Question generation generates a question according to a given input passage and a corresponding answer Xiao et al. (2021). We convert the TyDiQA-GoldP dataset into a question generation task, which we refer to TyDiQA-QG. Given the gold paragraph and an answer, the system generates the original question. We use 8 examples for few-shot training.

3 BUFFET Evaluation

Table 2 (Metric) lists task-specific metrics. To mitigate the variance from different few-shot samples, for each language included in each task, we take the average of a model’s performance given three different sets of $k$ -shot instances.

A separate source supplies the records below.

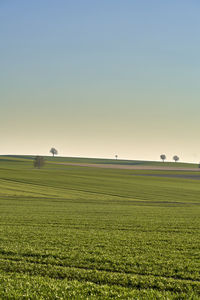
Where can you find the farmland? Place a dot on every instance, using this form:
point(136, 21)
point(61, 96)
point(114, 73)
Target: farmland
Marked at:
point(69, 232)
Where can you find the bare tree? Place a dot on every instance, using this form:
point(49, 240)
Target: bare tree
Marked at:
point(39, 162)
point(163, 157)
point(53, 151)
point(175, 158)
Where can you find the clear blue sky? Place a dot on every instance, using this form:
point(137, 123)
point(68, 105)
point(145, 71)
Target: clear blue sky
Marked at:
point(99, 78)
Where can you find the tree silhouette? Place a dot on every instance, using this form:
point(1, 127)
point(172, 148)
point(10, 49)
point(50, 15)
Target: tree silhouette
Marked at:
point(175, 158)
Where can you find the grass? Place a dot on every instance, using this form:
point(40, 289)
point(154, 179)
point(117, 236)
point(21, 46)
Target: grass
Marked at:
point(70, 232)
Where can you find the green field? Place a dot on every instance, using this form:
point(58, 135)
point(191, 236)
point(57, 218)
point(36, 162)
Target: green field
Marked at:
point(71, 232)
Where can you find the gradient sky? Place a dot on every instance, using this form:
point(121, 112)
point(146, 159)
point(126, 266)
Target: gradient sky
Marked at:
point(99, 78)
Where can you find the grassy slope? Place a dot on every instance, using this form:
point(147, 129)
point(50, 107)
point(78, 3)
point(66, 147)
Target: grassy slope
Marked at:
point(84, 232)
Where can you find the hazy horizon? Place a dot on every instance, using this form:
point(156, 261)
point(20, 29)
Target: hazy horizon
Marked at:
point(96, 79)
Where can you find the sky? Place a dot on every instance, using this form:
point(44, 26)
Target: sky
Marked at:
point(99, 78)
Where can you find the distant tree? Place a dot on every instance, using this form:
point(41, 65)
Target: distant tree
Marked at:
point(175, 158)
point(53, 151)
point(163, 157)
point(39, 162)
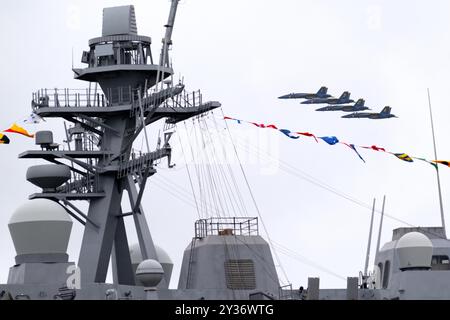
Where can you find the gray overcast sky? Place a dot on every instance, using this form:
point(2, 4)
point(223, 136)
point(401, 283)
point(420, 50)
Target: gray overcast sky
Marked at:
point(245, 54)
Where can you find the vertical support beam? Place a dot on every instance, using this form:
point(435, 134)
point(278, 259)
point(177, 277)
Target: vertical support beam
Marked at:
point(146, 243)
point(97, 244)
point(313, 289)
point(352, 289)
point(121, 260)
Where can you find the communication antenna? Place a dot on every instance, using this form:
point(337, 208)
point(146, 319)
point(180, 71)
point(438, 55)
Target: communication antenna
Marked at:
point(381, 225)
point(437, 167)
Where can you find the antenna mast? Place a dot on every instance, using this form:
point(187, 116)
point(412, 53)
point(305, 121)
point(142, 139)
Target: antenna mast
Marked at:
point(437, 168)
point(167, 41)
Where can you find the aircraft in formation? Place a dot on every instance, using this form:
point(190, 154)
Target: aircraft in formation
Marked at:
point(384, 114)
point(321, 94)
point(344, 103)
point(358, 106)
point(344, 99)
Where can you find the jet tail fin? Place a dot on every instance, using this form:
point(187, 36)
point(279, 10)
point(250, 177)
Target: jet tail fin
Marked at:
point(322, 91)
point(386, 110)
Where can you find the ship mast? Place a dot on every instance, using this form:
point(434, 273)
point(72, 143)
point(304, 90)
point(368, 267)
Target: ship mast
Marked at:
point(106, 124)
point(441, 205)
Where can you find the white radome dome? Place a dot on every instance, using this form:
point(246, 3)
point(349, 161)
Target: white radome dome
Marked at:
point(40, 227)
point(161, 254)
point(150, 273)
point(415, 250)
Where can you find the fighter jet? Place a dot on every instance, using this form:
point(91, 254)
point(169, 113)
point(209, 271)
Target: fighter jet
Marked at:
point(384, 114)
point(345, 98)
point(359, 106)
point(322, 93)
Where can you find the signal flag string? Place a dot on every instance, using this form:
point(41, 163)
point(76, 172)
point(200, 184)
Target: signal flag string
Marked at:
point(332, 141)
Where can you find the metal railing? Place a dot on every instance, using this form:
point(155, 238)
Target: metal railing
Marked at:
point(186, 100)
point(88, 183)
point(58, 98)
point(226, 227)
point(66, 98)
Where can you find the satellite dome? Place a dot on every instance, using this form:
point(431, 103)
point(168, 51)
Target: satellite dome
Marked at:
point(40, 230)
point(415, 251)
point(150, 273)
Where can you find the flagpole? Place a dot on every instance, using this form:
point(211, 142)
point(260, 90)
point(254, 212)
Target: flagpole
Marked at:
point(366, 266)
point(381, 225)
point(437, 167)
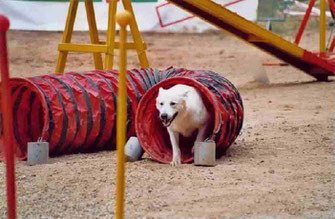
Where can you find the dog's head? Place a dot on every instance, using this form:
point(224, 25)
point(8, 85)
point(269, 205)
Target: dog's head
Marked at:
point(170, 104)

Subsequently, each dataset score is calculated as a macro-average of the per-language score Clark et al. (2020). Finally, following Liang et al. (2020), we take two separate average scores: (a) Avg. class score of all classification and QA tasks, and (b) Avg. generation score of all generation tasks.

3.2 BUFFET-Light

Conducting a comprehensive evaluation covering a wide range of languages and tasks in BUFFET, while undoubtedly necessary, can be a time-consuming process. We introduce BUFFET-light, which contains a representative subset of languages and tasks for a rapid assessment even in resource-limited scenarios. We carefully select languages and datasets to ensure that we cover a diverse range of languages and output formats, assuming limited resources. See the overview of BUFFET-light in Appendix Section A.2.

Benchmarking LMs on BUFFET

In this study, we investigate various transfer methods with and without parameter updates. To assess the benefit of $k$ -shot training examples in the target language, we also conduct experiments on zero-shot transfer methods. We assume that the model can optionally use instructions in the target language or another language, or full training sets in a high-resource language like English. This assumption is reasonable given the abundance of labeled datasets in high-resource languages Yu et al. (2022); Joshi et al. (2020) and the cheaper costs of instruction annotations. Table 3 provides an overview of different approaches, categorized according to the optional inputs they use during training or inference.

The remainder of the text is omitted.